At £ 400 a night, the Sofitel on the man-made Palm Jumeirah in Dubai is not cheap. Vacationers are drawn to the beachfront suites, 24-hour butler service, a choice of six outdoor pools and 500 meters (1,640 feet) of white sand reserved for guests.
What was less well publicized was the personality of the hotel owners. The resort appears to be owned by the daughters of Azerbaijani President Ilham Aliyev. The two sites on which the Sofitel is built are owned by the Dubai-based company Sahra FZCO, according to records obtained through the Organized Crime and Corruption Reporting Project (OCCRP).
What was less well publicized was the identity of the hotel owners. The resort appears to be owned by the daughters of Azerbaijani President Ilham Aliyev. The two sites on which the Sofitel is built are owned by the Dubai-based company Sahra FZCO, according to records obtained through the Organized Crime and Corruption Reporting Project (OCCRP).
is jointly owned by Leila and Arzu Aliyeva, according to sources who spoke on condition of anonymity about the Daphne project, a collaboration of 18 news organizations, including The Guardian, Reuters and The New York Times. Led by Forbidden Histories France, it was created to continue the investigation into the case of Daphne Caruana Galizia, who was killed in a car bomb explosion in October
Disclosure is likely to raise new questions from the ruling family of Azerbaijan, which has been widely criticized for lack of transparency, imprisonment of journalists and restrictions on freedom of speech since Aliyev came to power in 2003.
Sahra was reportedly founded in 2004 and 50% of each was owned by daughters.
The president’s children appear to have overseen an expanding business and real estate empire that includes London real estate, mining, telecommunications and hotels.
Unlike other jurisdictions such as the UK, Dubai’s land registry is not open to the public. The volume of Aliyev’s portfolio became known only due to the leak of real estate data in OCCRP. The information covers the period from 2014 to 2016. Since then, the land may have changed hands.

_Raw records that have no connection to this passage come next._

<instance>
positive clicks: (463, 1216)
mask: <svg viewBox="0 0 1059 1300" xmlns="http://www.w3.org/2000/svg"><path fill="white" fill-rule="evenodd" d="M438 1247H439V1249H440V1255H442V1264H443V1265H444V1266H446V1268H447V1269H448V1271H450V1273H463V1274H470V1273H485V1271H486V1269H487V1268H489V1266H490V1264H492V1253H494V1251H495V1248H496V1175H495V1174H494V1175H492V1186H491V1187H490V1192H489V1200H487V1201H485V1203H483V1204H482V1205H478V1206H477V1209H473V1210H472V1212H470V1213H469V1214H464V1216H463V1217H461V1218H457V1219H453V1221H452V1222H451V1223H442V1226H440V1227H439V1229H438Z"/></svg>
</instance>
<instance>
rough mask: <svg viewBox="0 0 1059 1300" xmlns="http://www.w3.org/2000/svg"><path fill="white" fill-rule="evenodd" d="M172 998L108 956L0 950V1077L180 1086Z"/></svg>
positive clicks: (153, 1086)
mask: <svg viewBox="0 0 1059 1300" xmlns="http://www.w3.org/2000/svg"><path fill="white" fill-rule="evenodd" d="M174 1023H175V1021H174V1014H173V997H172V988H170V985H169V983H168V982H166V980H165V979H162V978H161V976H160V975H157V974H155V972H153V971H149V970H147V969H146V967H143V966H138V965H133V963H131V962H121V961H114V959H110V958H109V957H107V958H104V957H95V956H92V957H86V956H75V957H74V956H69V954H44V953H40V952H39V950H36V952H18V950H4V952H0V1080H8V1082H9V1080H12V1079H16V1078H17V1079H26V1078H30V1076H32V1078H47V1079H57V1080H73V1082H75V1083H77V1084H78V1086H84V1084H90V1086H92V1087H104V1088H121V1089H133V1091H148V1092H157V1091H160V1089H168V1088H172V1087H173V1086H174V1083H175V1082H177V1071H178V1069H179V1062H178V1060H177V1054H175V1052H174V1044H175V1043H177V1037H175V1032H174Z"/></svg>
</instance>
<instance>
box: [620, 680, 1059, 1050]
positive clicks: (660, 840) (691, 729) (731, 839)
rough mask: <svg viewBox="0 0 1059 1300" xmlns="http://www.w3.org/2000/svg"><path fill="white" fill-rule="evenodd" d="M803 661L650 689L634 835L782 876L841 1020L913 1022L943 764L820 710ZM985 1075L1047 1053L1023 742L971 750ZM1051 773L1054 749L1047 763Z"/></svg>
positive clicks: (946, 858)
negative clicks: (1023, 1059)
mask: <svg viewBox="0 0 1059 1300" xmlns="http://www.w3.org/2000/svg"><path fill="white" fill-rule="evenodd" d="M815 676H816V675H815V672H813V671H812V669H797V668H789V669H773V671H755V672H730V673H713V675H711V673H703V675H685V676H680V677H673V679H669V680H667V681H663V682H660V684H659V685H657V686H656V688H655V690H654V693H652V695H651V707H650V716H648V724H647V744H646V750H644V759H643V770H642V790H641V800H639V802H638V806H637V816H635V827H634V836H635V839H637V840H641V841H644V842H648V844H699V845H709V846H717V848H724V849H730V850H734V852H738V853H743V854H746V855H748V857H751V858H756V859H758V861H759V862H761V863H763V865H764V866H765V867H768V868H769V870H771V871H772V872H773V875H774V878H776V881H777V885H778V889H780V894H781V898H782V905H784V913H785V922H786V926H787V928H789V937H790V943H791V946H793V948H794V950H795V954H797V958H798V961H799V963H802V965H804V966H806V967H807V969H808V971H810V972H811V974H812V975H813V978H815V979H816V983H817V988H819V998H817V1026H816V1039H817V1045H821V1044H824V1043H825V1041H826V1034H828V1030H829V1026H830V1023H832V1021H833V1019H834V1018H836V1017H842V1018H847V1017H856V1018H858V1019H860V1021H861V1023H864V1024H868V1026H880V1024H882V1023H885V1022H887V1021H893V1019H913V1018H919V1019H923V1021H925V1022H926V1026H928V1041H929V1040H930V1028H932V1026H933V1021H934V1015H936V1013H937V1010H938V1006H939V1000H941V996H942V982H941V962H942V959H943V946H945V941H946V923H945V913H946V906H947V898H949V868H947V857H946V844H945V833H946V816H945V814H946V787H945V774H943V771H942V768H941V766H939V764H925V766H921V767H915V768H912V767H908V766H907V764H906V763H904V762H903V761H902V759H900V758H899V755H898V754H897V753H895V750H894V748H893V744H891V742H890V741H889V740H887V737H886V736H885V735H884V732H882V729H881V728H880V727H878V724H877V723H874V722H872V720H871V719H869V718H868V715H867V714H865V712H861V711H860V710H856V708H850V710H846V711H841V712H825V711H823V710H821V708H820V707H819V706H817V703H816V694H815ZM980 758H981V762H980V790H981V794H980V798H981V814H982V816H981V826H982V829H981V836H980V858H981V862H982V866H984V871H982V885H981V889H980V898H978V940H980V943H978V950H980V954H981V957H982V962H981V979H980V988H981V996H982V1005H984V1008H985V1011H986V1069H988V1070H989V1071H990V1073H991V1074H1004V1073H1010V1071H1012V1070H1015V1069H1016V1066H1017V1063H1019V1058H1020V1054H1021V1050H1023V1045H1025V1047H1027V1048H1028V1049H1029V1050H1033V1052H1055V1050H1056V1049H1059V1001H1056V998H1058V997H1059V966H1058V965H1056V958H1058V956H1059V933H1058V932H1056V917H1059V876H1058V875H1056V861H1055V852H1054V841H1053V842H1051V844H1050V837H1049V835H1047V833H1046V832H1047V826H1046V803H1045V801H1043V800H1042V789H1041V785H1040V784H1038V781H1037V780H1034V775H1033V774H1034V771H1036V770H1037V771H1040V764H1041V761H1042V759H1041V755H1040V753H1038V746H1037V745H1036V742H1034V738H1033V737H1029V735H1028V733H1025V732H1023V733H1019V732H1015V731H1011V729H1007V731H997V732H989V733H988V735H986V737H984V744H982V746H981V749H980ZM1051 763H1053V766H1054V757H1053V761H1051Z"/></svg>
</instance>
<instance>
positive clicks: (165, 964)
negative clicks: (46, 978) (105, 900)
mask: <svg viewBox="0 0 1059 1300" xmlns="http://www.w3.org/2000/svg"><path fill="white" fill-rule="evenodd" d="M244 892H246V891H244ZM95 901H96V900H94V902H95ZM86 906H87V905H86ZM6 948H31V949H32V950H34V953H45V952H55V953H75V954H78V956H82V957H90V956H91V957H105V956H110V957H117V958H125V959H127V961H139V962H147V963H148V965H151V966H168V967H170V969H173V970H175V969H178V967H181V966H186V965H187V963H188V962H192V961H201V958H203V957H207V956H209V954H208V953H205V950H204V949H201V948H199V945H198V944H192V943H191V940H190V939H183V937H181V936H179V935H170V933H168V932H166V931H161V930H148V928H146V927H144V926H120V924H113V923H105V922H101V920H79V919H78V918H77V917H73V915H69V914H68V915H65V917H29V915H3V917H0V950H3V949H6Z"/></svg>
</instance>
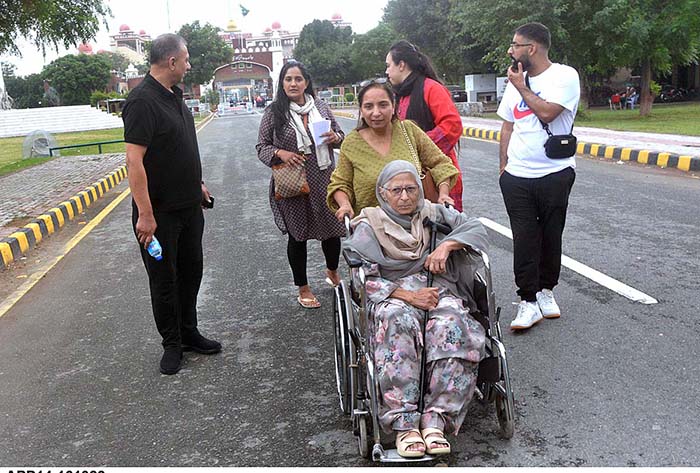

The Aliyevs did not respond to repeated requests for comment.
Apart from Sofitel, Sarah appears to have acquired 16 villas in the nearby Jumeirah Islands. This structure, a man-made archipelago located in a lagoon, is one of the most sought after in Dubai. His villas, set among water features and lush gardens, cost an average of £ 2 million each.
The records also appear to corroborate a previous Washington Post report that the sisters and their brother Heydar Aliyev bought 17 luxury properties on Palma. The parcels registered in their names are worth approximately £ 70 million.
There are no hints of wrongdoing, although the disclosure is likely to renew international calls for more transparency by the Azerbaijani government.
Aliyev disputes any criticism of his leadership, calling it slander. He claims that Azerbaijan is a democratic country and free and fair elections are held in it.